Imagine you want to go from home to the supermarket. The map has many shops (nodes) joined by roads (edges). Some roads take longer or are harder to travel — those are the weights. Dijkstra’s algorithm finds the shortest path from your home to the supermarket. You start at home, look at all the nearby roads, and pick the one that seems quickest to a new shop (for example, the shoe shop). Then from that shop you again check the quickest road to a shop you haven’t visited yet. Keep repeating this: always choose the next shortest road you haven’t used, until you reach the supermarket. It’s like solving a puzzle step by step so you always follow the fastest route.
In a similar way, Dijkstra’s Algorithm has become part of the Internet standard that finds the shortest route for data to travel. It guides information across many networks made up of servers, routers, and switches. Each time you send an email, stream a video, or browse a website, Dijkstra’s Algorithm works quietly in the background. It helps your data take the fastest and most efficient path, reducing congestion and improving speed.
Thanks to Djikstra’s Algorithm, the Internet is faster and more reliable for billions of users around the world. Without Dijkstra’s Algorithm, the Internet would be slow and full of delays. It’s also one of the key concepts to learn if you’re interested in electronic and electrical engineering or computer networking and security.
Dijkstra, who later became a Turing Award winner (also known as the ‘Nobel Prize of Computing’), was known for his simplicity-first approach, and this algorithm was no exception. It was designed to be efficient, scalable, and easy to implement – qualities that made it perfect for managing the complex web of connections we now call the Internet!
While the Internet is its most famous application, Dijkstra’s Algorithm is also used in many other areas of our daily lives. For example, if you want to navigate to your holiday destination using Google Maps or Waze.

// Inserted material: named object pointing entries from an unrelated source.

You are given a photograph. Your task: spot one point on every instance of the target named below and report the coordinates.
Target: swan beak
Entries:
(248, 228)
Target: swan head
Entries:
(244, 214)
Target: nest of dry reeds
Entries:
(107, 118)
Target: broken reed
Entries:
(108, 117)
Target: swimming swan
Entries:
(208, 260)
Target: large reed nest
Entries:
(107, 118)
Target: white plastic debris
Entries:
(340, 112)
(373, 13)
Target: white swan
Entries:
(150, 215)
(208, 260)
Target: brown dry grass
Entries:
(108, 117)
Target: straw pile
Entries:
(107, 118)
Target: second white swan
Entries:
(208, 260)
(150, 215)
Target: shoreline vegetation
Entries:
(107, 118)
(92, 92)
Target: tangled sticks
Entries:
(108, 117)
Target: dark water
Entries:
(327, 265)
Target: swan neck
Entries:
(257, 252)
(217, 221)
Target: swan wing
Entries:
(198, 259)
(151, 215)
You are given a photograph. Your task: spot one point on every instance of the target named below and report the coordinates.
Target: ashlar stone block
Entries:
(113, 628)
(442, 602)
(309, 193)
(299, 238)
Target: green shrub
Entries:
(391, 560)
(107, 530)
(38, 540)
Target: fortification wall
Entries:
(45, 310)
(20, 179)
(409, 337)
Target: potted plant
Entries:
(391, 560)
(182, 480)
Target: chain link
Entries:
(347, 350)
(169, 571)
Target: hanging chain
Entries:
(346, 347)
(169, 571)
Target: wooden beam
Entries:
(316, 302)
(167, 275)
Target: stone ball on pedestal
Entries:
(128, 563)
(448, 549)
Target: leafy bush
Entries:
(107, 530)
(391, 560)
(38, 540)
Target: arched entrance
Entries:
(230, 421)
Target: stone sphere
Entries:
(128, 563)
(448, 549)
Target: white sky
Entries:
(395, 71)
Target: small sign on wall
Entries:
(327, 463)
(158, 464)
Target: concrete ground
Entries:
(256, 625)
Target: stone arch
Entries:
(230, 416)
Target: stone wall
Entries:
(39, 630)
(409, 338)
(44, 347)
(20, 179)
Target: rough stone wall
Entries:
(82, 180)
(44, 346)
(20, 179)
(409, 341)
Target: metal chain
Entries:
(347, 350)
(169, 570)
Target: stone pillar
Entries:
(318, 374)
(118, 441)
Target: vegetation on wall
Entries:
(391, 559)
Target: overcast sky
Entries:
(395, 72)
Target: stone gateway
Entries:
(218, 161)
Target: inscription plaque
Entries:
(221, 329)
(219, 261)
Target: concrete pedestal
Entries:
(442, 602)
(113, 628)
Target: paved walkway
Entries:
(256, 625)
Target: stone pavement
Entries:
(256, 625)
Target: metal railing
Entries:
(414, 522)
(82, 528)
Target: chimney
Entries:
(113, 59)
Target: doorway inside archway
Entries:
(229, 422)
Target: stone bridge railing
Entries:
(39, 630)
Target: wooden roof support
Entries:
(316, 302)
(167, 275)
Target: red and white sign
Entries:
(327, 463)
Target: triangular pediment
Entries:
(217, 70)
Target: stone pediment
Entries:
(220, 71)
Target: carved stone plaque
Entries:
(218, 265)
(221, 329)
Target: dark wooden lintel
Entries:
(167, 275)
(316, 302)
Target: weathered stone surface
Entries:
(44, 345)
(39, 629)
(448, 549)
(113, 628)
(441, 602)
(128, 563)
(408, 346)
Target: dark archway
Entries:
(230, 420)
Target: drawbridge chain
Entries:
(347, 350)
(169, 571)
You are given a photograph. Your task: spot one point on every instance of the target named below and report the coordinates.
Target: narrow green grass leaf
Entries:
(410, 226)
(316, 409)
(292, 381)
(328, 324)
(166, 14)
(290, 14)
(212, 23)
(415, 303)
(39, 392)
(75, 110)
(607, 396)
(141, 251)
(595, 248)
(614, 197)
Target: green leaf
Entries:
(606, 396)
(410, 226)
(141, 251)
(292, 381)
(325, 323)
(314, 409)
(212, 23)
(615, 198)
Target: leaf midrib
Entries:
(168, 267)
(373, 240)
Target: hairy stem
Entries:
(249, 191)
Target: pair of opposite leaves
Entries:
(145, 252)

In this situation, Dijkstra’s Algorithm will calculate the shortest path based on traffic and road conditions to ensure you arrive at your holiday destination early!
Besides GPS navigation, social media platforms, such as Instagram and Facebook, benefit from Dijkstra’s Algorithm by suggesting your ‘close’ connections (such as relatives or university friends) by finding the shortest ‘path’ between the other social media users.
Modern robots, such as vacuum bots, also use Dijkstra’s Algorithm to navigate through our house efficiently while avoiding toys and other obstacles on the floor and finding the quickest path back to their docking station.
Researchers like us also use Dijkstra’s Algorithm to test new networking technologies. For example, we use it to study how groups of wirelessly connected drones can improve network routes while flying through complex 3D spaces. We also adapt the algorithm to make routing more energy efficient. This helps devices use less power and last longer — an important goal for smartphones and Internet of Things (IoT) sensors.
Remember Dijkstra the next time you sit in a café, sipping coffee and waiting for someone. What began as a short 20-minute idea during his coffee break after shopping turned into one of the most important algorithms in the world. It now powers the Internet, helps your GPS find routes, and guides robots to move safely. So, when you scroll through social media, stream your favourite show, or listen to the ASM Podcast, think of that coffee break in Amsterdam. It didn’t just refresh Dijkstra and his fiancée — it changed how we communicate and connect online.